# Just Saying Hello



## PATech (Jun 11, 2004)

Hi everyone,
I live in central NJ, but I go to school at Phillips Academy in Andover, MA. At school I'm pretty much the lead tech. I came in as a freshman as a sound guy, but they've corrupted me and I now can hang, focus, and program lighting gear. I'm still found most often at the sound console or using Pro Tools FREE on the theatre department computer. Down here in Jersey during the summers I work at the Ocean County College Fine Arts Center. If you're ever in central Jersey or in northeastern MA come see one of my shows. That's just a little bit about me. By the way, I've been reading posts on ControlBooth.com for about a year, and I've posted on the hstech yahoo group for about the same time. Now I'm a real member. 

All the best,
Anand Swaminathan


----------



## zac850 (Jun 11, 2004)

Welcome!

I am just a bit north of you, in southern NY. 

CORRUPTED into hanging lights?!?! I would say that you were ENLIGHTENED enough to hang them and get away from out soundie stuff  

anyway, welcome to the forums. I hope to see you around!

--Zac


----------



## Eboy87 (Jun 12, 2004)

What is this corrupted garbage. You were given the honor of learning the secrets of lighting.


----------



## r0cko815 (Jun 13, 2004)

haha, corrupted, enlightened...doesn't matter, u know lights which is much more intresting than sound, isn't that enough??


----------



## Pocado (Jun 22, 2004)

ohhh right.....ya know, once the show starts the light people hit a freaking cue button, while the sound people work. Yea.....definitly enlightened.....right. Sound is so much funner. All you light people should try sound.
Pocado


----------



## zac850 (Jun 22, 2004)

yea, speaking of which, why isn't there a 'go' button for sound. I know for really really amazingly big and expensive boards (I saw this one at the broadway theater of The Producers) theres a way that they have like 4 sliders and by hitting a peddle on the floor it will advance to whatever was programed in. For instance, you would have one slider called "men" and one called "women" and one called "John" or whatever the parts happen to be. You would then hit the peddle on the floor and the one that was "men" is now "Betty" and the one that was women turned into "Bob" and so on. this way for a big cast there are only maybe 6 or 7 sliders to worry about. When you hit the peddle, it just changes whatever mic's it picks up. 

and rebutal:
sound people don't need to worry about electricity and over loading circucts and burning the house down. if light guys screw up, we burn the house down, if sound guys screw up, theres some bad feed-back. That makes us better (though how I'm not quite sure).

and I just realized that pun I made... enlightened to hang lights....


----------



## Mayhem (Jun 22, 2004)

zac850 said:


> and rebutal:
> sound people don't need to worry about electricity and over loading circucts and burning the house down. if light guys screw up, we burn the house down, if sound guys screw up, theres some bad feed-back. That makes us better (though how I'm not quite sure).
> 
> and I just realized that pun I made... enlightened to hang lights....



Hi Zac,

Having done both sound and light – you know I am going to argue here don’t you  

Next time the subs are kicking, wander over to the distro panel and take a look at the ammeter. Sound can overdraw power just the same as lights can.

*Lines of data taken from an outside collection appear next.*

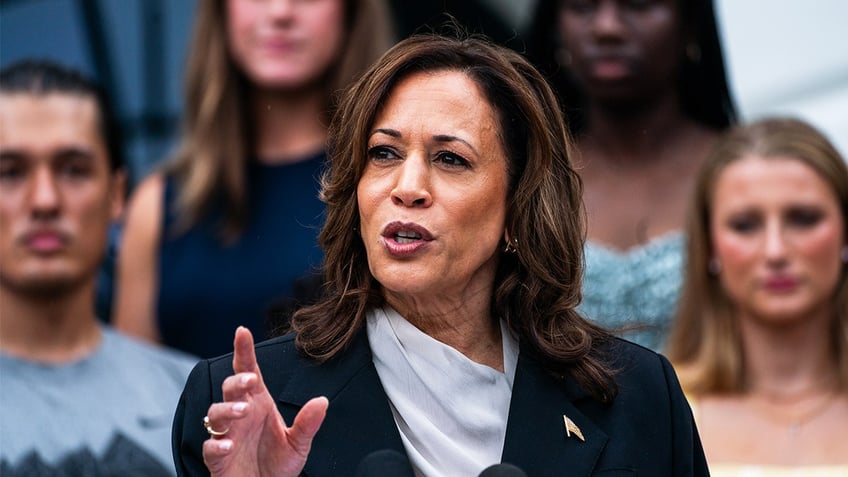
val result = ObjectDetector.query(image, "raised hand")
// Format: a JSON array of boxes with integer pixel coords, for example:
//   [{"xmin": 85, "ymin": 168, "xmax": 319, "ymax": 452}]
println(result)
[{"xmin": 203, "ymin": 327, "xmax": 329, "ymax": 477}]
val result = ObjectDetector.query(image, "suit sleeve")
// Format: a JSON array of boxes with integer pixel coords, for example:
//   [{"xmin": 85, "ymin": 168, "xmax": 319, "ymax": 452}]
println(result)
[
  {"xmin": 660, "ymin": 356, "xmax": 710, "ymax": 477},
  {"xmin": 171, "ymin": 360, "xmax": 212, "ymax": 477}
]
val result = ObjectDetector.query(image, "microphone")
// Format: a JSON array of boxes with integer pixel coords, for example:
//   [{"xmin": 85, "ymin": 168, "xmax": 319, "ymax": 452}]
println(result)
[
  {"xmin": 356, "ymin": 449, "xmax": 415, "ymax": 477},
  {"xmin": 480, "ymin": 464, "xmax": 527, "ymax": 477}
]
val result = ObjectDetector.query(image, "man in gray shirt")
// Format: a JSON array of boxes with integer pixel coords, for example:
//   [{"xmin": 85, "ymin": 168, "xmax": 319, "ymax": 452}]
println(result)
[{"xmin": 0, "ymin": 62, "xmax": 200, "ymax": 477}]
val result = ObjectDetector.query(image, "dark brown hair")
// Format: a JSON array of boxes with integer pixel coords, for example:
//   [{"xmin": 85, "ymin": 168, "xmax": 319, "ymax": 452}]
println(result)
[{"xmin": 292, "ymin": 33, "xmax": 616, "ymax": 401}]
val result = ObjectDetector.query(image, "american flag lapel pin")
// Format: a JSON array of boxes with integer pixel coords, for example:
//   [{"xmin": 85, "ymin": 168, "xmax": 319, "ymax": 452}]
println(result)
[{"xmin": 562, "ymin": 414, "xmax": 586, "ymax": 442}]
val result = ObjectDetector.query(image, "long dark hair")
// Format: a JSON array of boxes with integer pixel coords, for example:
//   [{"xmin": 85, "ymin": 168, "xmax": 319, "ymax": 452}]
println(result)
[
  {"xmin": 526, "ymin": 0, "xmax": 736, "ymax": 135},
  {"xmin": 291, "ymin": 34, "xmax": 616, "ymax": 401}
]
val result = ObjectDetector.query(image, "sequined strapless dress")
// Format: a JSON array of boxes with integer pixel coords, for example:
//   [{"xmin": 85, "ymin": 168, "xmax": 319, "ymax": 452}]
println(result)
[{"xmin": 578, "ymin": 232, "xmax": 685, "ymax": 351}]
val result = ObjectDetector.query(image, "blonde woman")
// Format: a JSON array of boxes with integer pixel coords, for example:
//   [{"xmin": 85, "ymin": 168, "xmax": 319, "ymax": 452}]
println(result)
[
  {"xmin": 115, "ymin": 0, "xmax": 390, "ymax": 356},
  {"xmin": 668, "ymin": 119, "xmax": 848, "ymax": 476}
]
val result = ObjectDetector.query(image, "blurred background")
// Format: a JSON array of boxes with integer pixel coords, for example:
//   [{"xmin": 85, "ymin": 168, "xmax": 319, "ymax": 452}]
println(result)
[{"xmin": 0, "ymin": 0, "xmax": 848, "ymax": 183}]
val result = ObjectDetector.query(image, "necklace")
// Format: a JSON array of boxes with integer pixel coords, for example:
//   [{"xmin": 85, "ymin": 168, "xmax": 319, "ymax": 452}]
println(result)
[{"xmin": 751, "ymin": 389, "xmax": 839, "ymax": 436}]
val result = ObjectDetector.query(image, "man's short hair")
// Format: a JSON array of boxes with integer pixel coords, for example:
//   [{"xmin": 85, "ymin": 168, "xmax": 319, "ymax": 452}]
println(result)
[{"xmin": 0, "ymin": 59, "xmax": 124, "ymax": 171}]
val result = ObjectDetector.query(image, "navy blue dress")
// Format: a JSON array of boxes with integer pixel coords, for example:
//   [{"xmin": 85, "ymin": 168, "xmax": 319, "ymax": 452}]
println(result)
[{"xmin": 156, "ymin": 153, "xmax": 326, "ymax": 358}]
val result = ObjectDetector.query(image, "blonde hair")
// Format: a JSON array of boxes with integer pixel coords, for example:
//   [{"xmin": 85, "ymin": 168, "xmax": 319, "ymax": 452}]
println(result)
[
  {"xmin": 667, "ymin": 119, "xmax": 848, "ymax": 394},
  {"xmin": 165, "ymin": 0, "xmax": 392, "ymax": 238}
]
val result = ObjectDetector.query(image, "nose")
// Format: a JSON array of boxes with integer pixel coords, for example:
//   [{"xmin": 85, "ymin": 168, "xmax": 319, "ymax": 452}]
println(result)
[
  {"xmin": 30, "ymin": 167, "xmax": 61, "ymax": 219},
  {"xmin": 392, "ymin": 156, "xmax": 433, "ymax": 207},
  {"xmin": 763, "ymin": 221, "xmax": 788, "ymax": 265},
  {"xmin": 267, "ymin": 0, "xmax": 296, "ymax": 22},
  {"xmin": 592, "ymin": 0, "xmax": 624, "ymax": 38}
]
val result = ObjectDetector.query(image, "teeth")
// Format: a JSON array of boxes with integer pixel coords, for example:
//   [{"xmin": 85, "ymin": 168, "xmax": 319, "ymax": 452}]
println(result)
[{"xmin": 395, "ymin": 231, "xmax": 421, "ymax": 243}]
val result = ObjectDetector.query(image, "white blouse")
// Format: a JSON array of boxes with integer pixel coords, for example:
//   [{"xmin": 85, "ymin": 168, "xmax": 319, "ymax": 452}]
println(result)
[{"xmin": 367, "ymin": 306, "xmax": 518, "ymax": 477}]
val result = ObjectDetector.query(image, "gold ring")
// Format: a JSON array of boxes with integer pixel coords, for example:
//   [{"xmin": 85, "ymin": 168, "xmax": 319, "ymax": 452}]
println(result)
[{"xmin": 203, "ymin": 416, "xmax": 230, "ymax": 437}]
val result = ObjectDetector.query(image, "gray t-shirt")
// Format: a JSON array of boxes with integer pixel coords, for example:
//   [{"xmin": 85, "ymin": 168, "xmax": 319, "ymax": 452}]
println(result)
[{"xmin": 0, "ymin": 327, "xmax": 201, "ymax": 477}]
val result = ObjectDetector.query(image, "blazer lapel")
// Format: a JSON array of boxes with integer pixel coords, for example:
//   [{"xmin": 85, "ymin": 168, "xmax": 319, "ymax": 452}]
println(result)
[
  {"xmin": 502, "ymin": 354, "xmax": 607, "ymax": 477},
  {"xmin": 278, "ymin": 329, "xmax": 405, "ymax": 477}
]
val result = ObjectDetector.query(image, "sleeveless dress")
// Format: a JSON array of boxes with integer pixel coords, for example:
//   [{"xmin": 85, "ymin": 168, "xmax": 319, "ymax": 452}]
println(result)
[
  {"xmin": 685, "ymin": 393, "xmax": 848, "ymax": 477},
  {"xmin": 156, "ymin": 152, "xmax": 326, "ymax": 358},
  {"xmin": 578, "ymin": 232, "xmax": 685, "ymax": 351}
]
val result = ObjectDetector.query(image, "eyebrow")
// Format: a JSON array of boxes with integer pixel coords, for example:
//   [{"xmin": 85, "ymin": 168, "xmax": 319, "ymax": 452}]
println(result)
[{"xmin": 371, "ymin": 128, "xmax": 480, "ymax": 155}]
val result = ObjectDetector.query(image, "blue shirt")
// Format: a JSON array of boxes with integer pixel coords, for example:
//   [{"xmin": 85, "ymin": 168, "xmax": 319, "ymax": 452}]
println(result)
[{"xmin": 157, "ymin": 152, "xmax": 326, "ymax": 358}]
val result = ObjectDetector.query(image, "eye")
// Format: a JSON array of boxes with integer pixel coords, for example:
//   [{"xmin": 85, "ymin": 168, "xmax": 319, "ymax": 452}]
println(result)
[
  {"xmin": 58, "ymin": 161, "xmax": 92, "ymax": 179},
  {"xmin": 626, "ymin": 0, "xmax": 656, "ymax": 10},
  {"xmin": 727, "ymin": 215, "xmax": 761, "ymax": 234},
  {"xmin": 368, "ymin": 146, "xmax": 400, "ymax": 162},
  {"xmin": 435, "ymin": 151, "xmax": 471, "ymax": 169},
  {"xmin": 0, "ymin": 154, "xmax": 26, "ymax": 182},
  {"xmin": 562, "ymin": 0, "xmax": 596, "ymax": 13},
  {"xmin": 786, "ymin": 208, "xmax": 824, "ymax": 227}
]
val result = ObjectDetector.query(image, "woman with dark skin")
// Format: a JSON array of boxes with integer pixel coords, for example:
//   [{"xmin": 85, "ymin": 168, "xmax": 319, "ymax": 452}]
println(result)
[{"xmin": 528, "ymin": 0, "xmax": 735, "ymax": 349}]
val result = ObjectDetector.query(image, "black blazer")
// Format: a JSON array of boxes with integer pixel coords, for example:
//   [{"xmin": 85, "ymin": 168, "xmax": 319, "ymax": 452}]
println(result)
[{"xmin": 172, "ymin": 330, "xmax": 709, "ymax": 477}]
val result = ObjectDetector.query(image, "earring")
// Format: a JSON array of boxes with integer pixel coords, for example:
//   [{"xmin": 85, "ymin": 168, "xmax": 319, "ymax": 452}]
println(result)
[
  {"xmin": 504, "ymin": 231, "xmax": 518, "ymax": 253},
  {"xmin": 686, "ymin": 43, "xmax": 701, "ymax": 63},
  {"xmin": 554, "ymin": 46, "xmax": 571, "ymax": 68},
  {"xmin": 707, "ymin": 257, "xmax": 721, "ymax": 275}
]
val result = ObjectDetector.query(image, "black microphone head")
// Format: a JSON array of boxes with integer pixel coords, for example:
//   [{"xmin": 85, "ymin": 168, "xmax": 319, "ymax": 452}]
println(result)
[
  {"xmin": 480, "ymin": 464, "xmax": 527, "ymax": 477},
  {"xmin": 356, "ymin": 449, "xmax": 415, "ymax": 477}
]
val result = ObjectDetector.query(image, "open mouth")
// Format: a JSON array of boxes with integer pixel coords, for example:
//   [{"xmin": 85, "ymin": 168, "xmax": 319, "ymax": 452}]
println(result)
[{"xmin": 395, "ymin": 230, "xmax": 421, "ymax": 243}]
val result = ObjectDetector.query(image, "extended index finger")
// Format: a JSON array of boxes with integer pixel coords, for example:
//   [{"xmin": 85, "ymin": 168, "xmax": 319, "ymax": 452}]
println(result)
[{"xmin": 233, "ymin": 326, "xmax": 261, "ymax": 376}]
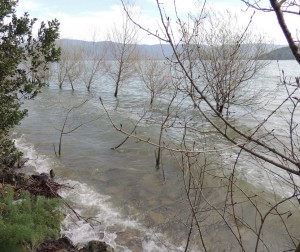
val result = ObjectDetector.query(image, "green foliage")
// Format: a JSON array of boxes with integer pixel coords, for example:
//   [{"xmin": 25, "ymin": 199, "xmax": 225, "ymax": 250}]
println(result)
[
  {"xmin": 0, "ymin": 0, "xmax": 60, "ymax": 168},
  {"xmin": 0, "ymin": 189, "xmax": 60, "ymax": 251}
]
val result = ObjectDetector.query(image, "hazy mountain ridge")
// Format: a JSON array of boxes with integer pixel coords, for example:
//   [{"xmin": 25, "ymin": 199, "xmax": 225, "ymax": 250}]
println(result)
[
  {"xmin": 58, "ymin": 39, "xmax": 294, "ymax": 60},
  {"xmin": 261, "ymin": 46, "xmax": 295, "ymax": 60}
]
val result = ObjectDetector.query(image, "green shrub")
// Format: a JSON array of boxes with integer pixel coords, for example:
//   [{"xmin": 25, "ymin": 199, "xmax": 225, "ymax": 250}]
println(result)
[{"xmin": 0, "ymin": 188, "xmax": 61, "ymax": 251}]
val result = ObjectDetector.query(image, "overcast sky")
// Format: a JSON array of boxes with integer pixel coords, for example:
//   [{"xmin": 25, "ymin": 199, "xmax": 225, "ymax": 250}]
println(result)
[{"xmin": 17, "ymin": 0, "xmax": 299, "ymax": 44}]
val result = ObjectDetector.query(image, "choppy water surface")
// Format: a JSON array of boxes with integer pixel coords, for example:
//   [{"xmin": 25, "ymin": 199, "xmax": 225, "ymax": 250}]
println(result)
[{"xmin": 14, "ymin": 62, "xmax": 300, "ymax": 251}]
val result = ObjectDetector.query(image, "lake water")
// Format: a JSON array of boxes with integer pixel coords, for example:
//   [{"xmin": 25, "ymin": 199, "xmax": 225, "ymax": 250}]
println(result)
[{"xmin": 14, "ymin": 61, "xmax": 300, "ymax": 251}]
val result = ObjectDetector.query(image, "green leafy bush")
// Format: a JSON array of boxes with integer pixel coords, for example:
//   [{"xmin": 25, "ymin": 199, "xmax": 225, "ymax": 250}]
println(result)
[{"xmin": 0, "ymin": 188, "xmax": 61, "ymax": 251}]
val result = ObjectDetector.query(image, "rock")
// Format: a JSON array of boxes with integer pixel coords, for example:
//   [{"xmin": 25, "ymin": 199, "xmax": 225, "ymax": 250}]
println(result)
[{"xmin": 79, "ymin": 241, "xmax": 114, "ymax": 252}]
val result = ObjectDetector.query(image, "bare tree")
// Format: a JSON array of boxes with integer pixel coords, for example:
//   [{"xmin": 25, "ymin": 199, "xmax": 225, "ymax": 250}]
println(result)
[
  {"xmin": 188, "ymin": 11, "xmax": 268, "ymax": 114},
  {"xmin": 56, "ymin": 41, "xmax": 83, "ymax": 90},
  {"xmin": 54, "ymin": 100, "xmax": 101, "ymax": 157},
  {"xmin": 81, "ymin": 34, "xmax": 105, "ymax": 91},
  {"xmin": 105, "ymin": 0, "xmax": 300, "ymax": 251},
  {"xmin": 137, "ymin": 58, "xmax": 171, "ymax": 106},
  {"xmin": 106, "ymin": 8, "xmax": 139, "ymax": 97}
]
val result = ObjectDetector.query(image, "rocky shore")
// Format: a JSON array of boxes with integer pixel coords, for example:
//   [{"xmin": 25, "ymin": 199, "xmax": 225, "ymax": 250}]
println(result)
[{"xmin": 0, "ymin": 160, "xmax": 114, "ymax": 252}]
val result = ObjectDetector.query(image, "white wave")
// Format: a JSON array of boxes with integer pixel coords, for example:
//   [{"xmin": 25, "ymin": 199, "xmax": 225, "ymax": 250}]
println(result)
[{"xmin": 14, "ymin": 136, "xmax": 182, "ymax": 252}]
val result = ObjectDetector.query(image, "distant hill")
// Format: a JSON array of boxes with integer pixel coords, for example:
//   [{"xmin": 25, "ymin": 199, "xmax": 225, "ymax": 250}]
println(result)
[
  {"xmin": 261, "ymin": 46, "xmax": 295, "ymax": 60},
  {"xmin": 58, "ymin": 39, "xmax": 294, "ymax": 60},
  {"xmin": 58, "ymin": 39, "xmax": 173, "ymax": 59}
]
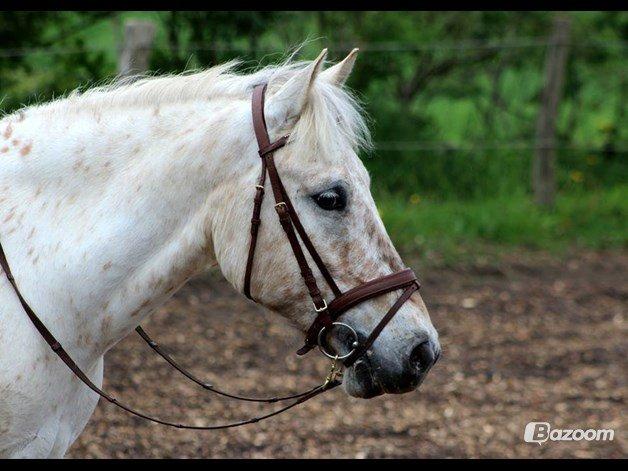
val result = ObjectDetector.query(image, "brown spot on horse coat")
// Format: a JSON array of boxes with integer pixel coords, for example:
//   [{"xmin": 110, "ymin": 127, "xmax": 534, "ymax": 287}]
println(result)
[
  {"xmin": 2, "ymin": 207, "xmax": 15, "ymax": 222},
  {"xmin": 20, "ymin": 142, "xmax": 33, "ymax": 157}
]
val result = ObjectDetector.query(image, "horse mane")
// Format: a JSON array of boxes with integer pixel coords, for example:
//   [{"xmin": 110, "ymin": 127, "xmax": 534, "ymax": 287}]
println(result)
[{"xmin": 9, "ymin": 55, "xmax": 371, "ymax": 152}]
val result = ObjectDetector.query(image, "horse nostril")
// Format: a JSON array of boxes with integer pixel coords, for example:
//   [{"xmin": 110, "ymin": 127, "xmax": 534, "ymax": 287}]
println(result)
[{"xmin": 410, "ymin": 340, "xmax": 440, "ymax": 373}]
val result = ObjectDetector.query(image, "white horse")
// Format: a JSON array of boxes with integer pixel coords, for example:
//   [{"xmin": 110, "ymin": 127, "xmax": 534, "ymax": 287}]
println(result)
[{"xmin": 0, "ymin": 50, "xmax": 440, "ymax": 457}]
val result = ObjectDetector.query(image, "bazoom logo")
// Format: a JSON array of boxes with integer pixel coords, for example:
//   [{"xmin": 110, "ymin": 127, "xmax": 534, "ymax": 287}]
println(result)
[{"xmin": 523, "ymin": 422, "xmax": 615, "ymax": 446}]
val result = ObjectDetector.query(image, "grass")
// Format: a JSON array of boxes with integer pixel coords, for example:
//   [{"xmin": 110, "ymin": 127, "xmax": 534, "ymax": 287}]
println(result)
[{"xmin": 377, "ymin": 185, "xmax": 628, "ymax": 264}]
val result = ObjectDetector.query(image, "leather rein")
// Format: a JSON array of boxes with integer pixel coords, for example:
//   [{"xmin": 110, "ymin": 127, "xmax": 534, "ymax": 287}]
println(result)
[{"xmin": 0, "ymin": 84, "xmax": 420, "ymax": 430}]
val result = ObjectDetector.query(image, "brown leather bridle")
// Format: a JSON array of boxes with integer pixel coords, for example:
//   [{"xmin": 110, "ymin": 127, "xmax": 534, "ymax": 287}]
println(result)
[
  {"xmin": 0, "ymin": 84, "xmax": 420, "ymax": 430},
  {"xmin": 244, "ymin": 84, "xmax": 420, "ymax": 367}
]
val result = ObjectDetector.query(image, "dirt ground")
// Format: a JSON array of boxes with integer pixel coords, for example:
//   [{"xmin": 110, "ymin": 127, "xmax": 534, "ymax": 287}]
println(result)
[{"xmin": 68, "ymin": 253, "xmax": 628, "ymax": 458}]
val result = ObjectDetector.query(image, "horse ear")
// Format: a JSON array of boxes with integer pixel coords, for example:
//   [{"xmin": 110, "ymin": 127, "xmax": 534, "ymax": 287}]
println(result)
[
  {"xmin": 264, "ymin": 49, "xmax": 327, "ymax": 129},
  {"xmin": 321, "ymin": 47, "xmax": 359, "ymax": 87}
]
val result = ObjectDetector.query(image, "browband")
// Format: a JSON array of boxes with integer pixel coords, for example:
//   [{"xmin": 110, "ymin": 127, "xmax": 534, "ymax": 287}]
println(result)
[{"xmin": 243, "ymin": 84, "xmax": 420, "ymax": 366}]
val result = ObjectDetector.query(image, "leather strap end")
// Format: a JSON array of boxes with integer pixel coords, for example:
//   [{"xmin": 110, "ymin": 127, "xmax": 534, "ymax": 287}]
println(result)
[{"xmin": 297, "ymin": 344, "xmax": 314, "ymax": 356}]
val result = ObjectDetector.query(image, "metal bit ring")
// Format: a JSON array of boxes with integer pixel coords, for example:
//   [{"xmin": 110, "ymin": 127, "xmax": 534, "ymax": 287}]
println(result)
[{"xmin": 318, "ymin": 322, "xmax": 359, "ymax": 360}]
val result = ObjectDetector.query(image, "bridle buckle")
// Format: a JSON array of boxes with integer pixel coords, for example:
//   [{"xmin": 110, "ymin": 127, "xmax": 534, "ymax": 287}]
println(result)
[{"xmin": 312, "ymin": 299, "xmax": 327, "ymax": 313}]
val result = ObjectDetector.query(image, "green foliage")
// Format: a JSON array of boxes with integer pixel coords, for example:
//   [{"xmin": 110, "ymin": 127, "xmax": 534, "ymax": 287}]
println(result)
[
  {"xmin": 377, "ymin": 185, "xmax": 628, "ymax": 258},
  {"xmin": 0, "ymin": 11, "xmax": 628, "ymax": 254}
]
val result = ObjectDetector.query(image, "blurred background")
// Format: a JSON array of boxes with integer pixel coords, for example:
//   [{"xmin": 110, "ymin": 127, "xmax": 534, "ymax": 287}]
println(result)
[{"xmin": 0, "ymin": 11, "xmax": 628, "ymax": 457}]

The other thing to keep in mind is that everyone notices when the sound is bad. With lights, many either didn’t notice or believed the light tech when he said “it was the look I was aiming for”. Unless you have follow spot operators that couldn’t hit the side of a barn. :roll:


----------



## zac850 (Jun 22, 2004)

theres only one thing left for me to say:

why do sound guys smell?





so even the deaf have a reason to hate them


----------



## Eboy87 (Jun 22, 2004)

I apologize if I've offended anyone. I do both lights _and_ sound.


----------



## zac850 (Jun 22, 2004)

Its OK, I guess we'll forgive you.

Even I have been known to dabble at a sound board....


----------



## Mayhem (Jun 22, 2004)

Eboy87 said:


> I apologize if I've offended anyone. I do both lights _and_ sound.



Relax - you have offended nobody. In fact, it is good to see people pasionate about their interests/work/professions


zac850 said:


> theres only one thing left for me to say:
> 
> why do sound guys smell?
> 
> so even the deaf have a reason to hate them



Zac, on the other hand, is just plain evil


----------



## zac850 (Jun 22, 2004)

hehe, I was told that by my lighting teacher. He told me it as he was leaving, since I was spending the rest of the night helping the sound people wire the sound system and the clear coms up (which was a lot of fun). The only problem was that I was the one lighting guy, helping out all the sound guys, and I was outnumbered.... they were making fun of me  :x 8O . 

Anyway, just so you guys all know, I do have a lot of respect for soundies, and when I have worked sound I've had lots of fun doing it, I enjoy lighting more, but sound is just as difficult, and a lot of fun.

Its just to much fun to get into the sound v. light arguments


----------